Love You……

 A few weeks ago, I shared a post on Facebook. It had to do with missing people when they’re gone. I commented “… and I do miss him”. A former co-worker emailed me, sounding quite distressed that I seemed sad. What was going on? I explained to her that it was a rough year and that K had passed away only a few weeks ago. I thought it was quite appropriate for me to be sad and I was doing alright. She replied that she hadn’t known of K’s passing and extended her condolences. Then I noticed, beneath the post that had caused the fuss, she had posted, “… I love you”. I can not express how much this simple message lifted my spirits.

 One of the things I miss most about K, is that he never let a day go by without saying I love you. I remember one evening when K dropped me off at work for the night shift, I was in a foul mood. I don’t remember what the argument was about, or what heinous atrocity he had committed, But I left the car without saying “love you”. It was one of the worst nights of my life and I told K so the next day.

 Over the past year and a half, I have received the most wonderful support from friends and family. Many times I have heard the words, “I love you”. They never cease to lift my spirits. I am sure that science has some wonderful explanation, involving serotonin receptors and whatever. It doesn’t matter. It is what it is, simply wonderful.


Life Beyond…..


  There comes a point in this journey, when things become too real. It’s during that time that it becomes too painful to write. Perhaps a better writer than myself could channel that pain and turn it into something great. Not me. In fact, there was a point when I thought I may never write another chapter in this blog. It was too personal.

  That long dreaded day has now come and passed. It was rough, much harder than I would have ever imagined. It’s an experience I don’t recommend. If you can get past the deep seated guilt that comes from having failed your loved one, then just be present.

  There was so much I didn’t understand about the process of dying. During the final two weeks, I would spend hours sitting with him, talking to him and helping with his care. My questions were now being met with a nod or a dismissive shrug. He no longer greeted me with his usual happy greeting, “Hey there you are”.  I could accept that the tumor was preventing him from talking to me, but then one of his favorite staff people would enter the room and speak to him.  He would look at them, suddenly his face would brighten up and he would say “Oh hi there”.  I would tell them that he wasn’t talking to me at all. Some of them thought I was joking. One nurse asked if I was being silly, I assured her I wasn’t.  All of them thought I had been given the pamphlet about what to expect. I hadn’t. If I had, I would have known that dying takes energy. As his body dealt with all the changes that took place, it was normal for him to distance himself from his loved ones.

  One afternoon, I sat with him as he slept. He moaned and twitched throughout my visit. At suppertime he clenched his teeth, refusing even his favorite frozen yogurt.  I asked the nurses to medicate him for pain and settled him to sleep before leaving. I didn’t realize that I would never see his eyes open again.  The moaning and twitching continued through the night. In the morning he was started on a continuous infusion of medications to control his pain and ease his breathing.

  I then began a new learning process. I learned the difference between just sleeping and comatose; just sleeping and beginning to die. His doctor and nurses pointed out the very subtle details that they noticed. While his breathing was regular, it was almost mechanical, as if a ventilator was breathing for him. His doctor explained that he no longer had any conscious control of his breathing. Now he was breathing simply because his brain stem continued to keep him going.  I called the family in. He was given a few hours to a few days. The kids arrived. He continued to breath comfortably and easily. As one nurse commented, when your family is around you, sharing stories and getting along, who would want to go?

  I stopped going home. Sitting and sleeping at his bedside. Watching and listening to him breathe.  As his breath became labored and his colour turned dusky, I found myself sitting with my fingers on his wrist. He was having periods of Cheyne-Stokes breathing; alarming periods of not breathing and becoming duskier by the moment, or so it seemed. I decided it was time to turn off my nurse brain and just be a wife.
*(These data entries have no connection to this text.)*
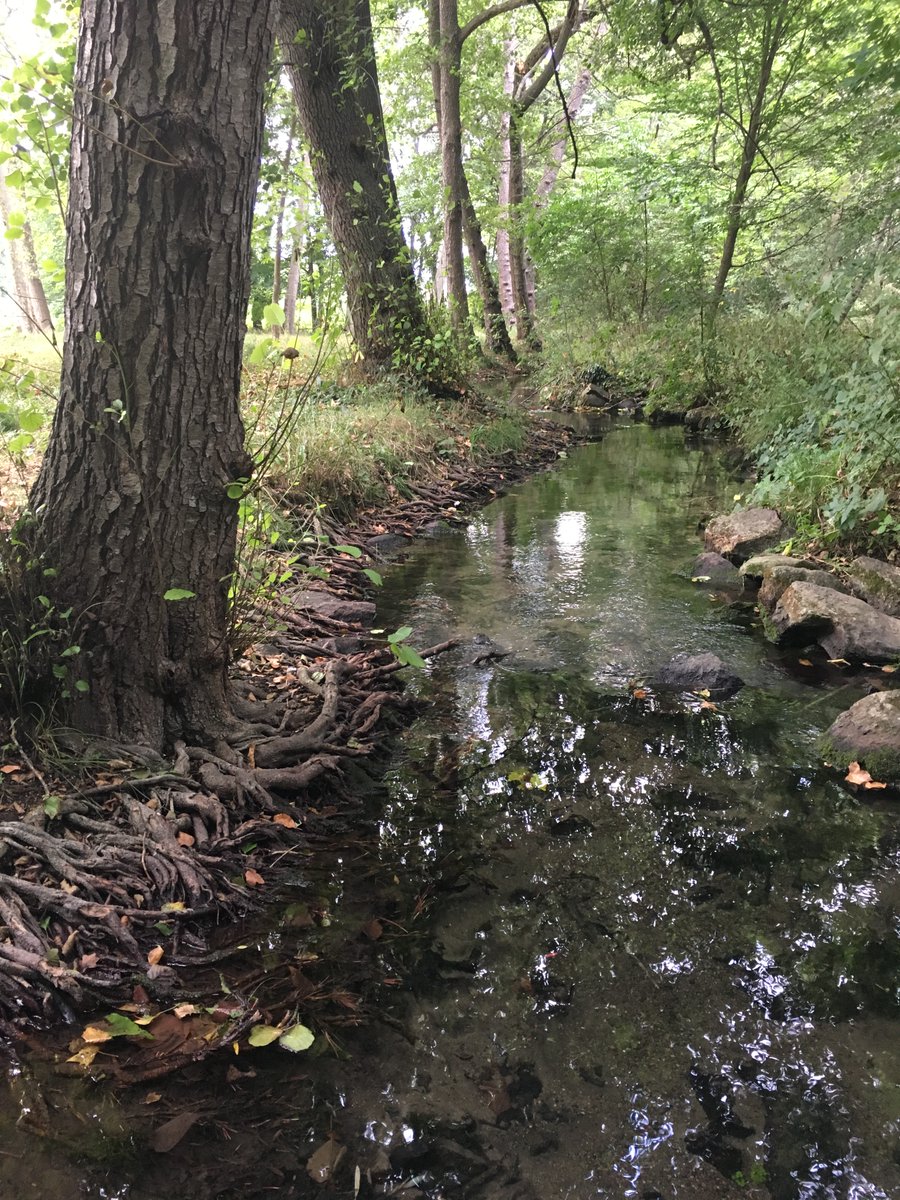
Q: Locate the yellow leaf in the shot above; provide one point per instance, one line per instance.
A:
(857, 775)
(85, 1056)
(95, 1036)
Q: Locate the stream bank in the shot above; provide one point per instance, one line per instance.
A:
(623, 945)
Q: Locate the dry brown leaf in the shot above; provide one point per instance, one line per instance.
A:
(94, 1036)
(168, 1135)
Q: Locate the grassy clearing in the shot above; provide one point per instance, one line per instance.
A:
(319, 438)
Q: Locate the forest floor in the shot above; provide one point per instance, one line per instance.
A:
(117, 868)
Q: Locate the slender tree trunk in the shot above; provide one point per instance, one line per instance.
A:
(148, 436)
(504, 265)
(749, 151)
(33, 313)
(280, 214)
(292, 289)
(325, 45)
(449, 51)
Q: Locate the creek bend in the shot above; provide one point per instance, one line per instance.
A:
(631, 946)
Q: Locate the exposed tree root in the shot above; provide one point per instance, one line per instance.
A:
(111, 879)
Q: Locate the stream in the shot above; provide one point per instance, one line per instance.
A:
(624, 946)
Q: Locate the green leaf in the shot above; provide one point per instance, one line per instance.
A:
(297, 1038)
(274, 315)
(263, 1035)
(259, 352)
(121, 1026)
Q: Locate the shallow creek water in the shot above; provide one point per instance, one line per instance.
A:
(629, 946)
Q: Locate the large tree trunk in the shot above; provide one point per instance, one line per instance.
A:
(329, 51)
(131, 499)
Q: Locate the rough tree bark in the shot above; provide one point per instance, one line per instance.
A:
(131, 501)
(460, 215)
(329, 51)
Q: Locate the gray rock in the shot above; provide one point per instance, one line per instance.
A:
(717, 570)
(697, 672)
(759, 567)
(385, 544)
(739, 535)
(844, 627)
(877, 582)
(327, 605)
(869, 732)
(778, 579)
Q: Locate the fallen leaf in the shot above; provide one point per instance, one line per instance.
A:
(168, 1135)
(324, 1162)
(263, 1035)
(94, 1036)
(85, 1056)
(297, 1038)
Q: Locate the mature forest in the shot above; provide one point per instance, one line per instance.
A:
(275, 265)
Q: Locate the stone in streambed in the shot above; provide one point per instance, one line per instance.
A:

I had him medicated again and his breathing became quieter, more shallow and his colour remained horrible. His nurse agreed with me that he would most likely not make it through the night. The family was called back in; just a few hours after going home.  Once they were back around him, his breathing eased, becoming more normal and his colour improved.

  Finally the next afternoon, with his family present, he gave a sudden loud gasp and passed away. In the end there was no warning. He chose to go after my sister arrived to take care of me and before the others headed home for the evening. His nurse commented that he was taking care of me to the end. I don’t recall how long I stayed with him. I got the impression that it was perhaps not long enough by some standards.  I did feel that If I stayed too long I may get stuck in the moment and never leave.

“The song is ended, but the melody lingers on.” – Irving Berlin


The Imperfect Mind (isn’t always the one with the tumor)


  I admit it; I’m not coffee shop savvy. I go to Starbucks with friends. I pretend I know what I’m doing, I’m a poser. Yesterdays coffee date with friends was much needed for human contact (the non medical kind), but I wasn’t out for a latte choco-moko- macchiato (yes I know that’s not a real drink). Nor did I want a huge overpriced sticky sweet treat. I asked for a tall house blend. The cashier told me what was brewed; I heard mwa-mwa-mwa. The barista asked “do you want room left for dairy? “ My poor foggy brain couldn’t translate. Pardon me? He didn’t get it, I only speak milk or cream, he repeated the question. I heard, “mwa-mwa-mwa in that?” Rather than look awkward, I answered “no thanks” and proceeded to sugar up my black coffee (normally I take two cream). Fortunately it was very good coffee and the company more than made up for it. We then perused the smutty book section (for laughs only) before purchasing a respectable mystery novel.

Stepping out of the coffee shop into a down pour of rain, I discovered that my shoes were not water proof. This called for an emergency stop for rubber boots. Of course when purchasing snazzy looking rubber boots, one must also get snazzy striped knee high socks for insulation. It takes so little to amuse me some days.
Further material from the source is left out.